The Turkish knit fabric producer shows how AI inspection can move quality control from end-stage rejection to real-time defect prevention.
Ekoten Tekstil, a major weft-knit fabric manufacturer near İzmir, has implemented an AI-driven quality-control system that has sharply reduced knitting defects while improving productivity, energy use and customer responsiveness. The company serves fashion, performance workwear, military, technical, activewear and sportswear markets, supported by 235 knitting machines and daily knitting capacity of about 40 tonnes.
Scale makes inspection critical
Ekoten’s production base includes jet and pad dyeing, digital printing, 11 stenters and a broad finishing line. Its in-house colour laboratory can process up to 700 lab dips per day, while the company develops around 250 new fabric designs each month. At this level of product variety, manual inspection alone becomes difficult to scale because defect patterns, fabric constructions and colour requirements change rapidly.
From defect detection to prevention
The company began researching AI-based knitting defect prevention in 2019 and installed real-time inspection systems on 29 knitting machines. A one-year assessment in 2025 showed that the system prevented 2,454 hours of defective production, avoided 32,100 kg of faulty fabric, saved nearly 289,000 kWh of electricity and cut CO₂ emissions by 71,936 kg.

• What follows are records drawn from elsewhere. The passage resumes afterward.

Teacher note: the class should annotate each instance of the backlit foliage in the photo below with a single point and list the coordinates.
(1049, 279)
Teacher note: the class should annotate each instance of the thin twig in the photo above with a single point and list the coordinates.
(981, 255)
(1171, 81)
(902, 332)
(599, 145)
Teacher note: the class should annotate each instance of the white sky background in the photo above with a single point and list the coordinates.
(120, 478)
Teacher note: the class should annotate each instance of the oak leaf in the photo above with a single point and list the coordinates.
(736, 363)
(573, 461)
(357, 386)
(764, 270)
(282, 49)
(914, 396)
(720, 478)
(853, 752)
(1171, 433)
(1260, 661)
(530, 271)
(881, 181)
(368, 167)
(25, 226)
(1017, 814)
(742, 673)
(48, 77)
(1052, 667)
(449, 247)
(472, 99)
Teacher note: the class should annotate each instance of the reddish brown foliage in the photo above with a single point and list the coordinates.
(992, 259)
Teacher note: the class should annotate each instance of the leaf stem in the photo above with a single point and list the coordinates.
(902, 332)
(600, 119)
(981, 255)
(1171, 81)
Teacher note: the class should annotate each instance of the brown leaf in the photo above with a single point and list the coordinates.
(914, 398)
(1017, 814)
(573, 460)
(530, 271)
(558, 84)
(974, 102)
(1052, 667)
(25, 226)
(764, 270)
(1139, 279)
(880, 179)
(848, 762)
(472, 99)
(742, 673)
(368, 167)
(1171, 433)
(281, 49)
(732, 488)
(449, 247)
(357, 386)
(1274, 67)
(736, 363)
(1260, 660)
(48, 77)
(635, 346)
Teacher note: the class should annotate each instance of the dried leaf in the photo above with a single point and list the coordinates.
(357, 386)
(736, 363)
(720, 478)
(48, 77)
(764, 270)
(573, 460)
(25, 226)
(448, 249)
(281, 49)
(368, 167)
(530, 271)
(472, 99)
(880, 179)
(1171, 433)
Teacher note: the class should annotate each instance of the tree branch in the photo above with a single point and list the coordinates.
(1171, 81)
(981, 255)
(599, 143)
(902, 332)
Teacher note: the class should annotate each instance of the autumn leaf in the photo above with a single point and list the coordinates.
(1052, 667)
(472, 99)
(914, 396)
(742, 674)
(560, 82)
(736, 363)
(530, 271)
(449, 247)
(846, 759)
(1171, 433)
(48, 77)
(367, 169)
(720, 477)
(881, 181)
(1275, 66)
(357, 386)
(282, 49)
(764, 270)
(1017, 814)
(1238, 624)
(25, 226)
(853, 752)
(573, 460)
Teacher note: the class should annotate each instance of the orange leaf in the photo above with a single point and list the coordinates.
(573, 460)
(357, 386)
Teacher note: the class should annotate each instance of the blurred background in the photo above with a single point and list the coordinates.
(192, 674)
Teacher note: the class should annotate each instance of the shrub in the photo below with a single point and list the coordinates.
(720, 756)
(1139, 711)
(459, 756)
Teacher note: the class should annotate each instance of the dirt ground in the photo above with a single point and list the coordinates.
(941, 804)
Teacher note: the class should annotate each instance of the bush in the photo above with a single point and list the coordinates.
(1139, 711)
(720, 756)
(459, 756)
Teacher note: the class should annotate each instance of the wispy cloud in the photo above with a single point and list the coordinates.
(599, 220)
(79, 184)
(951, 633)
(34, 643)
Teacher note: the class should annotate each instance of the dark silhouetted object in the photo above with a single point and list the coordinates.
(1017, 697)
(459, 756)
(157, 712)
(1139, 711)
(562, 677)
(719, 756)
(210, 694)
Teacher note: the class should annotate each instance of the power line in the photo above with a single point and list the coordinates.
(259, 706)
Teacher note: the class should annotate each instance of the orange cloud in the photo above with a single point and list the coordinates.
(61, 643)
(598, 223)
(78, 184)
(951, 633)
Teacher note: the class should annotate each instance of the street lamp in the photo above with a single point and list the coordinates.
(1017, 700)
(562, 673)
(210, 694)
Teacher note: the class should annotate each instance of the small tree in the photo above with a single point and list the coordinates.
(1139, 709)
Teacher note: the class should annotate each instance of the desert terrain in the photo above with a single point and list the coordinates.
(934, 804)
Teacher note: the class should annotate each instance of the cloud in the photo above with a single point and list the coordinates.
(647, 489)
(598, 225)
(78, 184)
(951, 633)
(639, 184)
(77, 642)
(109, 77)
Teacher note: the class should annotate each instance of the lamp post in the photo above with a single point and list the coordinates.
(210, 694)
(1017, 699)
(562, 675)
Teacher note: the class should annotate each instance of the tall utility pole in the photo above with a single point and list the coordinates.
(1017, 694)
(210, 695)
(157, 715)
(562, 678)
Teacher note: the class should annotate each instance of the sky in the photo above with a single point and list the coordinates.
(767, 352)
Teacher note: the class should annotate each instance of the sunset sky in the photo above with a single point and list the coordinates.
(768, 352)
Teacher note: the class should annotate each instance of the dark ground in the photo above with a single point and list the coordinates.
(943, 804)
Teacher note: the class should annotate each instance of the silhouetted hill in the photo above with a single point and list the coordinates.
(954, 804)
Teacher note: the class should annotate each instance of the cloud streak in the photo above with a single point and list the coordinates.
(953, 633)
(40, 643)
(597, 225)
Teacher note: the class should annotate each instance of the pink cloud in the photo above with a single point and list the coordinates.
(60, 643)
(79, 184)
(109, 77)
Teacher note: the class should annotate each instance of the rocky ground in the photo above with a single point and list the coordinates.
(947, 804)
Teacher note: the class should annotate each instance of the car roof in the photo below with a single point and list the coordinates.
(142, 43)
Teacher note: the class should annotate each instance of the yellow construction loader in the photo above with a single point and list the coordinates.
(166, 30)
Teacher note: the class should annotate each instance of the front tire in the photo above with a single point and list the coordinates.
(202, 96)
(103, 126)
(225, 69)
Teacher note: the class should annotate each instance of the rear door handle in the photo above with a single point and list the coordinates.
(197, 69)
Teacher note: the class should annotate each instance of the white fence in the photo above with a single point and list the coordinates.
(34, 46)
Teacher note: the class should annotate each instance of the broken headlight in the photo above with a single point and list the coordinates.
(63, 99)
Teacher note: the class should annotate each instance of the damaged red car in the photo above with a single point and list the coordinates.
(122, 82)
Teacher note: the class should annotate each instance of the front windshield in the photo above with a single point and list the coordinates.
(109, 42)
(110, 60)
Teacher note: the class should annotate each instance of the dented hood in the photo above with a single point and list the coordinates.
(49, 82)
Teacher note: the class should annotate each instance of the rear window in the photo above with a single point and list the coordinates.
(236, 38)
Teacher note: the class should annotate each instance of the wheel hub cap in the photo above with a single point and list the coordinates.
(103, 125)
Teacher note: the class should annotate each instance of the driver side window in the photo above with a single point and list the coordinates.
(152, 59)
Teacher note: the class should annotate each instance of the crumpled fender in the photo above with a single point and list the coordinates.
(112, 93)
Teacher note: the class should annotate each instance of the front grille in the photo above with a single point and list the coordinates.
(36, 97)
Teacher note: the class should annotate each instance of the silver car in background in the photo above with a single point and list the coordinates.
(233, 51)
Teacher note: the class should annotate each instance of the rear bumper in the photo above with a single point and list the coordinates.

Ekoten has since extended AI quality control into dyeing and finishing. After studying inspection points for six months, the company moved monitoring to the stenter exit, allowing simultaneous detection of surface faults and dyeing inconsistencies. The system combines AI cameras, real-time monitoring software, automated reporting and in-line spectrophotometer-based colour measurement. Defects are classified, mapped by precise coordinates and reported instantly.
Faster inspection, less variation
Compared with manual inspection, Ekoten’s AI system has increased inspection speed from 8–15 metres per minute to 30–50 metres per minute, with reported accuracy of 95%. Productivity has risen to as much as 2,500 metres per hour, while operator variability and training time for new fabrics have been reduced.
The wider lesson for knitters is clear: AI inspection is becoming an operational tool, not a showroom technology. The next frontier will be integrating defect data with machine settings, maintenance planning and customer quality feedback to prevent faults before fabric is produced.